Milton House (Photo credit: Heritage Branch/Queensland Heritage Register)

Constructed from 1852-1853, Milton House served as the residence of pioneering Brisbane chemist Ambrose Eldridge and his politically active family until 1855. 

The landmark home located at McDougall St, was then sold to pastoralist John Frederick McDougall, who expanded the estate and leased it out to a series of prominent tenants, such as Arthur Manning, the Colonial Under-Secretary, Henry Walsh, MLC and speaker of the Legislative Assembly, and James Crombie.

Tower Ad
Milton House, Milton, ca. 1870. Photo credit: John Oxley Library, State Library of Queensland 

SARA asked Shayher for more time to evaluate compliance with heritage codes safeguarding the colonial homestead’s visibility.

Meanwhile, Brisbane City Council has resumed discussions with Shayher after the company paused the development application process in late December. Over 120 public submissions objected to the proposal’s size, lack of greenspace, traffic impacts and interference with views.

Artist’s impression of heritage view from Coronation Drive (Photo credit: Urbis)

Greens MP Stephen Bates echoed similar community concerns, applauding council officers for highlighting issues like obscured sightlines to Mount Coot-tha. 

Residents also argued that the 30 to 37-storey height violates the City Plan and the Milton Neighbourhood Plan, conflicting with zoning intentions. 

Photo credit: Urbis

Responding to such objections, Urbis, on behalf of the developer, conceded exceeding area building limits but rationalised the towers as suitably bridging Brisbane’s CBD with outer regions amidst the city’s housing shortage.

Photo credit: Urbis

Shayher defended the project in the application as a landmark design suitably transitioning from Brisbane’s CBD whilst providing needed housing.

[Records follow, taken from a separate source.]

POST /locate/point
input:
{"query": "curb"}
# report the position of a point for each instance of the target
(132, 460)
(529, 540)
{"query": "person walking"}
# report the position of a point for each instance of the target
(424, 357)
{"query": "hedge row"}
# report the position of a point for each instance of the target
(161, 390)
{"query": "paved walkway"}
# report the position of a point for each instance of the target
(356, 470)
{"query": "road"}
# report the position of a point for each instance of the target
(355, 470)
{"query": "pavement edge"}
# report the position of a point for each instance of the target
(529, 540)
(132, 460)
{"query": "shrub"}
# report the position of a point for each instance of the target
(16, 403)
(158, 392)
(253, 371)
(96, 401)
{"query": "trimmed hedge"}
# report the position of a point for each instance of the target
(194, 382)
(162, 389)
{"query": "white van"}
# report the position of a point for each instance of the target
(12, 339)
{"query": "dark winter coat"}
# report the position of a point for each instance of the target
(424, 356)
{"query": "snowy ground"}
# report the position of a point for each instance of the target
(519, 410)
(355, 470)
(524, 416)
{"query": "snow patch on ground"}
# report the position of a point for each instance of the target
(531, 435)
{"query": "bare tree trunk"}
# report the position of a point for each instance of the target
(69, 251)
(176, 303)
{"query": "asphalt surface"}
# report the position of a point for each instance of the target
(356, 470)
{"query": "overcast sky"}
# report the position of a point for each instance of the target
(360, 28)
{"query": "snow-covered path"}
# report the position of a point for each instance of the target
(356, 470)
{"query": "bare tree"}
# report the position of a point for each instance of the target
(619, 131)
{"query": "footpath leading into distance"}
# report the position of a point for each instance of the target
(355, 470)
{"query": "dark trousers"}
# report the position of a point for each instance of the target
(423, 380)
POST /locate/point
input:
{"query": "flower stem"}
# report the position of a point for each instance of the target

Read: Historic Homes in Brisbane: Milton House


The $300 million vision would transform 14,780 sqm into a retail plaza surrounded by 30-37 storey towers combining public riverfront access with units, sports facilities and shops. But unlocking Milton’s river edge hinges on satisfying worries about dwarfed heritage vistas. After almost a year in review, the future of the Kings Row project remains clouded by the past.